Тем временем Франк и Морийн, взяв пять игр подряд, собирались взять и шестую. Франк, подавая мяч, высоко подбросил его левой рукой, весь откинулся назад, словно падая навзничь, и сразу широким дугообразным движением хлынул вперед, скользнув блеснувшей ракетой по мячу, который стрельнул через сетку и со свистом, как белая молния, прыгнул мимо Симпсона, беспомощно покосившегося на него.
– Это конец, – сказал полковник.
Симпсон почувствовал глубокое облегчение.

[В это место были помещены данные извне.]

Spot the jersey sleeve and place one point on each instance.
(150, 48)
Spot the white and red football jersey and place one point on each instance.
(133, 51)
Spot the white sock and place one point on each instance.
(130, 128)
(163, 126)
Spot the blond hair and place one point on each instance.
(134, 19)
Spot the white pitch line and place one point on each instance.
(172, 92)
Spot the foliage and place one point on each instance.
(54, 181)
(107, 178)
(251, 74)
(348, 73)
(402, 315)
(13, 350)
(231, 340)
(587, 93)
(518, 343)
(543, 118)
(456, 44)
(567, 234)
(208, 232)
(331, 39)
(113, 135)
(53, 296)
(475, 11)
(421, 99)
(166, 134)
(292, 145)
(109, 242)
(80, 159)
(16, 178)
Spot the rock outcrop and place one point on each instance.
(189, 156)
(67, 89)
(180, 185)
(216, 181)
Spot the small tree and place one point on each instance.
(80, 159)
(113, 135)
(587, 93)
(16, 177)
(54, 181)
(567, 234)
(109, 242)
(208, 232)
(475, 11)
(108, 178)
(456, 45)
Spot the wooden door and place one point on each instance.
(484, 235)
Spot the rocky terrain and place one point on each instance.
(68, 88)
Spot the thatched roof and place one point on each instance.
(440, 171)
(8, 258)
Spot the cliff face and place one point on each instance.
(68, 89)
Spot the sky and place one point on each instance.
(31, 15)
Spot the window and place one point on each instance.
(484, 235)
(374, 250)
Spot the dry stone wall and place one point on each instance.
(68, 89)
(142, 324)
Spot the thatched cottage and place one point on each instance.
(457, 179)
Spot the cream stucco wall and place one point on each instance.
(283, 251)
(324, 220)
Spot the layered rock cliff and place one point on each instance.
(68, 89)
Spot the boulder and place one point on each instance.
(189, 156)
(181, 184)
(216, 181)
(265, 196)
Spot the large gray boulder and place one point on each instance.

Он слишком стыдился своих неумелых ударов, чтобы быть в состоянии увлечься игрой, и этот стыд обострялся еще тем, что Морийн ему необыкновенно нравилась. Как полагается, все участники игры раскланялись, и Морийн искоса улыбнулась, поправляя ленточку на оголившемся плече. Муж ее с равнодушным лицом хлопал в ладоши.
– Мы должны с тобой вдвоем сразиться, – заметил полковник, вкусно хлопнув по спине сына, который, скаля зубы, натягивал клубный пиджак, белый в малиновую полоску, с фиолетовым гербом на боку.
– Чай! – сказала Морийн. – Я жажду чаю…
Все двинулись в тень гигантского ильма, где дворецкий и черно-белая горничная поставили легкий столик. Был темный, как мексиканское пиво, чай, сандвичи, составленные из огуречных слоев и прямоугольников хлебного мякиша, смуглый пирог в черной оспе изюма, крупная виктория со сливками. Было также несколько каменных бутылок имбирной шипучки.
– В мое время, – заговорил полковник, с грузным наслаждением опускаясь в складное суконное кресло, – мы предпочитали настоящий, полнокровный английский спорт – регби, крикет, охоту. Есть что-то иностранное в современных играх. Я стойкий сторонник мужественных схваток, сочного мяса, вечерней бутылки портвейна, – что не мешает мне, – докончил полковник, приглаживая щеточкой крупные свои усы, – любить старинные плотные картины, в которых есть отблеск того же доброго вина.
– Кстати, полковник, «Венецианка» повешена, – скучным голосом сказал Магор, положив подле стула на газон свою шляпу и потирая ладонью голое, как колено, темя, вокруг которого еще густо вились грязные серые кудри. – Я выбрал самое светлое место в галерее. Лампочку над ней приладили. Мне хотелось бы, чтобы вы взглянули.
Полковник блестящими глазами уставился поочередно на сына, на смутившегося Симпсона, на Морийн, которая смеялась и морщилась от горячего чая.
– Мой дорогой Симпсон, – крепко воскликнул он, обрушиваясь на выбранную жертву, – вот вы еще не видели! Простите, что оторву вас от сандвича, мой друг, но я обязан показать вам мою новую картину. Знатоки от нее с ума сходят. Пойдемте. Разумеется, Франку я не смею предложить…
Франк весело поклонился:
– Ты прав, отец. Меня мутит от живописи.